Hearst has neither morals nor science
to guide him in running his papers, and that he is making a financial
success is only to be explained on the hypothesis that his competitors
are not only lacking in what he lacks, but they lack his money and
dash as well.
It’s really a great pity that Hearst
does not follow C more religiously.
It would be a good thing for both his readers and his exchequer.
If I could not add $100,000 a year to his profits by having the
direction of his editorial policy, I would consider my brain failing.
People no longer are silly enough
to wish individuals made responsible for the faults of a political
and industrial system confessedly beyond the control of any individual.

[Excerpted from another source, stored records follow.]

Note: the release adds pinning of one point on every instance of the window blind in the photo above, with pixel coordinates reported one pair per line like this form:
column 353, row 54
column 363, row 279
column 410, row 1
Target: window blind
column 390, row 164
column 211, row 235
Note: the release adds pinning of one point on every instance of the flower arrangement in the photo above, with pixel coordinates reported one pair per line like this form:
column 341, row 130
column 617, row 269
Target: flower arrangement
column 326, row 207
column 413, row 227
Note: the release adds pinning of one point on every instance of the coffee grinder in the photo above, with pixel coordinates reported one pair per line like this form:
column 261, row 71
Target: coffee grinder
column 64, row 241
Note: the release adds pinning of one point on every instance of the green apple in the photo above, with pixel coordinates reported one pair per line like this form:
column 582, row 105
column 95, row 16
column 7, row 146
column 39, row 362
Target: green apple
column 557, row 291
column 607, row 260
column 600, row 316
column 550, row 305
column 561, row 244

It’s well enough to make fun of the
Hannas and the Morgans, and direct attention to their confessed
inability to control the financial forces under their nominal control,
but to vituperate them simply clouds the issue. We do not wish to
know whether Hanna is a brute or an angel, but we do wish the public
to realize that whether he is one or the other that the brutality
of the industrial system forces him to brutal methods. Hearst knows
this well enough himself. There is no business man that is not forced
to know it. Now, knowing that it is the system and not the Hanna,
why does he not base his editorials on the facts of the case as
they are, and not as he thinks the public fancy them. The trouble
with Hearst and his editors is that they have never mixed with the
people and they underrate the intelligence of the masses. Mr. Hearst
should accompany me on one of my lecturing trips if he would get
next. I need a good newspaper man on my entourage when I
travel, anyway.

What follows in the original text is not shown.